7. Try to reduce pesticide use. Pesticides also kill microorganisms that help soil and aid resistance to compaction. You may have heard that microorganisms will break-down or destroy pesticides like herbicides. And this is partly true. But the rest of the story is that those particular microorganisms are not always present in soil, and even if they are, millions and billions of good microorganisms still die from the chemical application. Herbicide reduction can be as simple as spot spraying individual lawn weeds instead of broad full coverage with spray or granules.

8. Have your lawn soil aerated with tines.
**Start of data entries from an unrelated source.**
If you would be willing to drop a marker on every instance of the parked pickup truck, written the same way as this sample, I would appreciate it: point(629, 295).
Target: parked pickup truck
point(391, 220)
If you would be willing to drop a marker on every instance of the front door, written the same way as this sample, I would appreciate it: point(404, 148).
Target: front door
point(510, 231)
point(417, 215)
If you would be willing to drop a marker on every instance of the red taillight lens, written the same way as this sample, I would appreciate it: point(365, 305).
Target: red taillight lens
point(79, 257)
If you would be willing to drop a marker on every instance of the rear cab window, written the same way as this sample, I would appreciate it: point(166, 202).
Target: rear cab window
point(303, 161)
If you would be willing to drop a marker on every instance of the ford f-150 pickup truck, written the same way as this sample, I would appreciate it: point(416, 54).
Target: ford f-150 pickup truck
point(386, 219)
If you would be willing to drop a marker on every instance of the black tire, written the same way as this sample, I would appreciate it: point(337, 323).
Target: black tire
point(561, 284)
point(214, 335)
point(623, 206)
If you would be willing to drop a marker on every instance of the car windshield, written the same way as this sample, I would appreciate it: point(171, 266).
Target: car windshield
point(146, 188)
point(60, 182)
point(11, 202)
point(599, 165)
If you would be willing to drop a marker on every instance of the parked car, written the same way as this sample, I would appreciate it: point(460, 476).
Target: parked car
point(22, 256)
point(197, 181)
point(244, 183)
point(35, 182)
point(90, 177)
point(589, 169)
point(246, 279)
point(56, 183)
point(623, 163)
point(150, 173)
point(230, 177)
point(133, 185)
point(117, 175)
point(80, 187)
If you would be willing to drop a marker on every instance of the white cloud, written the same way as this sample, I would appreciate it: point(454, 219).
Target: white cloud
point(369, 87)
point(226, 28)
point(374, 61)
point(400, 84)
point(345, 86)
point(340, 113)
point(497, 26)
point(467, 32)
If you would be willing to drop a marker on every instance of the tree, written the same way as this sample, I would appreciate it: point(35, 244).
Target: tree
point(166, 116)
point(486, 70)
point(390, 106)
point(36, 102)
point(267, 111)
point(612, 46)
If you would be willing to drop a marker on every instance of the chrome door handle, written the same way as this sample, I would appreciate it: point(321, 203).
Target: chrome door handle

Use a machine with hollow tines that lifts cores from the ground. This process does not eliminate compaction. It lifts good soil and partially compacted soil that breaks apart on the surface. This breaking apart is when the soil compaction process reverses as the core crumbles and disintegrates. Core aeration also helps irrigation and rain water infiltrate soil better. This works toward the reduction of standing water. DON'T USE SOLID SPIKE AERATION EQUIPMENT including the strap-on shoes with spikes on the soles. These don't pull cores but do compress and compact soil so the sides of the holes as the spikes enter the soil with force. Solid spike aeration equipment does the opposite of what it is sold to do. It is sold to aerate, but instead, it directly compacts soil particles.

9. Bridge traffic over soil. Often, small bridges or boardwalks are built over soil to prevent soil compaction. This is done for trees too. And it works - preventing thousands of footsteps from compressing soil. Compressed compact soil traps gasses in soil and that is harmful for trees. A bridge can be suspended only two inches off the ground and still be very effective.

10. Installation of paths or step stones can encourage or channel foot traffic into one small area. For example, people may be walking all over the turf, compacting soil, like at a university campus, or front yard where delivery or mail is carried. Many people have a tendency to stay on a path, reducing compaction randomly all over the area.

One last bit of advice - don't rototill soil until it becomes dust:

Many soils have a structure. When you break or squeeze a clod of soil, it can break into little fragments, crumbs or particles. As you applied pressure, it broke at small fractures, pores or cavities. That quality is good.

Some soil is so compact, that if you threw a moist clod at a brick wall, it would make a “thud” sound and drop to the ground without breaking into fragments. A soil like this is considered a “massive” soil and often has no structure.

Sometimes people rototill soil excessively so that it breaks down beyond just fragments, but even into dust. This is referred to as destroying soil structure.

Using too small of a rototiller in hard soil can result in over-cultivating, because many passes have to be made to get the tines deep into the ground. In a firm soil, use a large rototiller that has the power to rototill deep and break the soil into crumb size particles rather than dust.

A tiny rototiller like some of the 2 stroke engine types are okay in loose soil where one or two passes is sufficient.

Preserving soil structure is beneficial for drainage and the exchange of air and gases for soil and roots.

Damaged soil structure can be improved with gypsum, lime or organic compost. These help the soil develop fracture spaces and aggregated particles.